Nomadland

My colleague told me a while back that he watched Nomadland and he wondered what I’d think of the movie. Yesterday I finally had a chance to watch it.

I have a few vivid fears in my life. One of them goes like this; I’m old, the world has changed around me, and whatever skills and experiences I have had gone completely worthless. As a result I’m piss poor. Oh, and I’m alone. That’s exactly how this movie starts. So much so that for me it was practically a horror movie.

As the story unfolds, however, this changes. The protagonist refuses to suffer. It’s not an easy life, for sure, but she embraces it, not tolerate it. It becomes a life she chooses, not one that she’s forced into. She refuses to settle back into the “normal” life, on multiple occasions. I loved that part. it started as a horror movie for me but ended as a hopeful story. I wish I could have better understood the evolution of her thoughts, though. That might have cured one of my fears.

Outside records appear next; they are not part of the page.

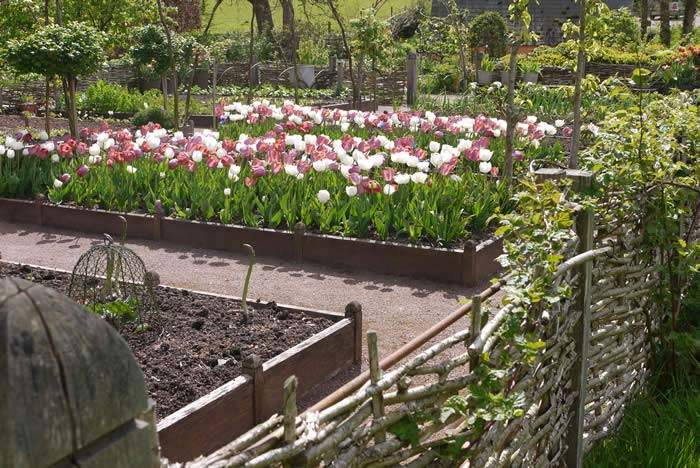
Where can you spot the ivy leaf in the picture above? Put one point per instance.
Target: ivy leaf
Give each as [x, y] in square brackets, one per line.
[406, 430]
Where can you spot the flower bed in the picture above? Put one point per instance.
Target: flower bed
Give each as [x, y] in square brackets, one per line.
[193, 357]
[410, 178]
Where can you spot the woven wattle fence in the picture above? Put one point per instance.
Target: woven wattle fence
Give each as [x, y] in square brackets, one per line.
[572, 393]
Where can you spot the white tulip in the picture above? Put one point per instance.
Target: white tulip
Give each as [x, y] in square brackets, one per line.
[419, 177]
[323, 196]
[402, 179]
[485, 167]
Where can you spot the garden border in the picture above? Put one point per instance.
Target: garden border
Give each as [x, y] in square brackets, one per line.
[217, 418]
[468, 266]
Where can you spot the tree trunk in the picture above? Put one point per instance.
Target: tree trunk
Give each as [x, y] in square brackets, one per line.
[580, 75]
[689, 12]
[173, 65]
[72, 109]
[665, 22]
[644, 16]
[195, 65]
[263, 15]
[164, 85]
[512, 117]
[290, 45]
[356, 95]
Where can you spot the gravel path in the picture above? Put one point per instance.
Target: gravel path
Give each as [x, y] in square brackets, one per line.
[397, 308]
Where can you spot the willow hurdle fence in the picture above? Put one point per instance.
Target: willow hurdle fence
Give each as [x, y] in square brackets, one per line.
[595, 351]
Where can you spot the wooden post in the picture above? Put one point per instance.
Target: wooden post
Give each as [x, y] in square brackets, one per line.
[375, 373]
[54, 411]
[157, 217]
[469, 276]
[214, 79]
[353, 311]
[40, 208]
[255, 72]
[475, 328]
[412, 78]
[299, 233]
[582, 329]
[252, 365]
[290, 417]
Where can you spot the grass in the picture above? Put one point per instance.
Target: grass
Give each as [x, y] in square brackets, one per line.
[234, 15]
[662, 427]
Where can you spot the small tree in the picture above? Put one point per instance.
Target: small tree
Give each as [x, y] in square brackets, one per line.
[66, 51]
[151, 55]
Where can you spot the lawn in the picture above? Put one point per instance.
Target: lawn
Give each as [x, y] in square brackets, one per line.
[234, 15]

The natural beauty of American west was incredible, too. Tiny me, surrounded by the big mother nature. That is so obviously one of the pulls of living a nomad life. This was personal to me, and I already wrote about why.

I loved that all the key figures in this story were human beings with hearts. They all build authentic relationships with her, and they are all given wonderful dialogues by the director. I later learned that all of them are actual nomads, and that’s now making me wonder if the stories they tell are fiction or non-fiction. It’s hard to believe some of the genuine expression of the emotions are acting.

But at the same time, a part of me also finds it hard to believe that in reality everyone in this part of the society is that nice. I bet there are a plenty of people who weren’t lucky nor strong enough to see the world like she does. Mental illness. Substance abuse. I think about some homeless people I have seen in down town. I’m not complaining, though. I’d much rather see a hopeful story, as opposed to a personal horror movie.